Douglas nodded in agreement, but the free-spirited, springy teenager is, after all, only 16 years old. "I snuck a peek," she confessed.
Yep. That's right. A bona-fide scoreboard-watching violation.
After which rotation?
"The vault," she answered. "And the bars."
She paused for a moment, then broke into a disarming grin that is sure to captivate U.S. fans (and corporate sponsors) for years to come.
"And the beam and the floor."
As Karolyi wagged her finger, scolding the gymnast for such blatant repeated insubordination, Douglas shrugged and exclaimed, "I'm sorry! I just had to see."
What she witnessed was her own meteoric rise from a young, unpredictable, unknown gymnast to a captivating world champion on the biggest stage of her sport.
From the start, Douglas shattered the mold of the uber-intense gymnast who isolates herself in a shrink-wrapped, uniform Olympic bubble. Not Douglas. She was a personality, a bit of a rebel, who laughed often and became easily distracted. She was different, and not just because she is the first African-American to win the individual all-around gold medal.
"I hope I inspire people," she said. "That would be cool."
During her forbidden scoreboard watching Thursday, Douglas actually caught a glimpse of herself on the screen. That moment, she quickly realized, was not the time to ponder her place in U.S. gymnastics history.
"I kind of casually looked up and thought, 'Oh, there I am,'" she said.
While her carefree demeanor is certainly endearing, it was a lack of focus that nearly derailed her Olympic dreams. Asked if he could envision Douglas with a gold medal draped around her neck a year ago, the ever-blunt Bela Karolyi harrumphed, "Of course not. Impossible!" Even her coach Liang Chow, who plucked Douglas from her Virginia Beach home and ensconced her in his Iowa gymnasium, admitted that two years ago he "did not believe this could happen."
The athleticism was never in question. Douglas elevated so effortlessly, her coaches dubbed her the "Flying Squirrel." She had the ability, but, they fretted, did she have the mental tenacity to lock in on the prize and then hold her gaze?
"It's been very tough for me to focus," Douglas confessed. "Focus? 'Oh, there's something shiny.' Focus? 'Oh, there's a butterfly.'"
Martha Karolyi and Chow were demanding tunnel vision during competitions, but instead got a girl who scanned the crowd, waved to friends, took stock of who was clapping for her. The world-class coaches also were dealing with a young woman who still did not believe she was good enough. If it wasn't perfect, Douglas couldn't continue. There were times when she simply doubted whether she belonged alongside her more decorated teammates such as Jordyn Wieber.
At the Visa Championships in June, a mere two months before the Olympic Games, Douglas misstepped on the beam and dismounted instead of forging on.
"We tried to tell her, 'You're a little bit off, that doesn't mean you are in major trouble,'" Karolyi explained. "'You can't panic if you aren't perfect.'"

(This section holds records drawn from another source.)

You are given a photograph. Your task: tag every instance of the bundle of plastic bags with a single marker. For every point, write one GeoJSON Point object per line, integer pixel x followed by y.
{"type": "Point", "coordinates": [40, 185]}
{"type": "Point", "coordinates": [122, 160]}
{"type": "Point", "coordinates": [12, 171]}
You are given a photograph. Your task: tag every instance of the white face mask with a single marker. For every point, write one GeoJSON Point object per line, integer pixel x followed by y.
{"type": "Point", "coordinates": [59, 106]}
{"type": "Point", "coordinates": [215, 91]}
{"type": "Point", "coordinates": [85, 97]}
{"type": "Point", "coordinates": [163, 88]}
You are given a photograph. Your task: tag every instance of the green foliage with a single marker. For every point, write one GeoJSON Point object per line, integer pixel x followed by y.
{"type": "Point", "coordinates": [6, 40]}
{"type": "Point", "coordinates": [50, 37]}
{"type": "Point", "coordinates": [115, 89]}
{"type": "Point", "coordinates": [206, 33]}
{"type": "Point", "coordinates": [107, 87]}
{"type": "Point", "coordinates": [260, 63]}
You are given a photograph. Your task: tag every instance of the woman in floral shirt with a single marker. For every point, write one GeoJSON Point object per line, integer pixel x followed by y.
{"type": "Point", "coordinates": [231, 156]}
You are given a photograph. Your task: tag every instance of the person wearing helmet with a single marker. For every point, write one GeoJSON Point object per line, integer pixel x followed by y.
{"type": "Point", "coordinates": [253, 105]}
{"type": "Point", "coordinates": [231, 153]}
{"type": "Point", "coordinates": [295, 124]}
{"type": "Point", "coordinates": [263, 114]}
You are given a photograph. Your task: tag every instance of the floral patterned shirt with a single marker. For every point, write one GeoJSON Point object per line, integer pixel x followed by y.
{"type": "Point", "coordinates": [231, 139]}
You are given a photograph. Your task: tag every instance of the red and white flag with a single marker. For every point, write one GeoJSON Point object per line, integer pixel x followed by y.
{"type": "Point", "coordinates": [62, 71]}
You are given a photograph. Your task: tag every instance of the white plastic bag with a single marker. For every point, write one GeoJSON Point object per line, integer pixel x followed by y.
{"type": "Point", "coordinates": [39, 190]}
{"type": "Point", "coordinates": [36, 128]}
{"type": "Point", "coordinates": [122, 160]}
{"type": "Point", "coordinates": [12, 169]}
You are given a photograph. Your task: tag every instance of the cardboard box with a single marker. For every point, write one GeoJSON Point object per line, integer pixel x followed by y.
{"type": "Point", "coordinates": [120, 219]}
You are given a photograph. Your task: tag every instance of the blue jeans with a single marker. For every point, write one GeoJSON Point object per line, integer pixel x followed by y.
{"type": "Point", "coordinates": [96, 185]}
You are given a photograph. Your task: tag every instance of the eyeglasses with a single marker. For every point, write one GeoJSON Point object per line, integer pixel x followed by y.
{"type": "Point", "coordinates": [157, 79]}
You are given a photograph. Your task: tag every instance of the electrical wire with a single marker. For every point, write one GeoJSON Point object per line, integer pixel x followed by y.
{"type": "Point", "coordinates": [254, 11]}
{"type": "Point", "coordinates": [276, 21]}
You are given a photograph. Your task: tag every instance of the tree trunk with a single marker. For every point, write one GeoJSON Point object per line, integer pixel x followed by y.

The process was, at times, painful. Chow said he preferred not to divulge the tactics he used to get his star pupil to concentrate, but it was a struggle, and a race against time. London was coming, and they were hoping Douglas would be ready.
"Really, what it comes down to is, you can't ever doubt yourself," Douglas said. "That's what my coaches kept saying. 'Don't be afraid. You have to go out there and be a beast.'"

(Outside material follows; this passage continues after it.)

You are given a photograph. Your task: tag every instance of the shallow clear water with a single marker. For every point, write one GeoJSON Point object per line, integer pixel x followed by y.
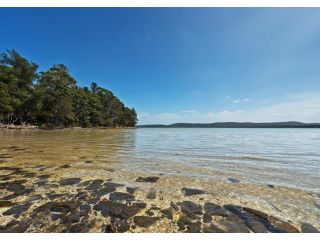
{"type": "Point", "coordinates": [284, 157]}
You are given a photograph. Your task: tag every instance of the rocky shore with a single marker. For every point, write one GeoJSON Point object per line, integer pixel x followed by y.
{"type": "Point", "coordinates": [35, 201]}
{"type": "Point", "coordinates": [82, 192]}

Her confidence built as the Games loomed; and when the women's team won the team gold medal earlier in the week, Douglas felt as though something special was unfolding.
Her individual Olympic all-around day began with her beloved vault. Douglas set the tone with a 15.966 score and never really looked back. By the time she reached her final rotation, the floor exercise, she had a comfortable but hardly insurmountable lead over Russia's Viktoria Komova.
Douglas nearly sailed out of bounds on her routine after coming out of her second tumbling pass with too much momentum, which would have been a major deduction. But not only did the Flying Squirrel prevent herself from straying outside the lines, she turned the miscue into a playful, whimsical moment when, with a flourish, she righted herself and smiled at the crowd.
"That was huge, just a huge step," Martha Karolyi said. "That is a difference between a gymnast who is not prepared, who doesn't believe in herself, and one who is an Olympic champion."
Five months ago, Karolyi claims, Douglas was an "average-good gymnast."
"And now," said the beaming matriarch, "she is the best in the world."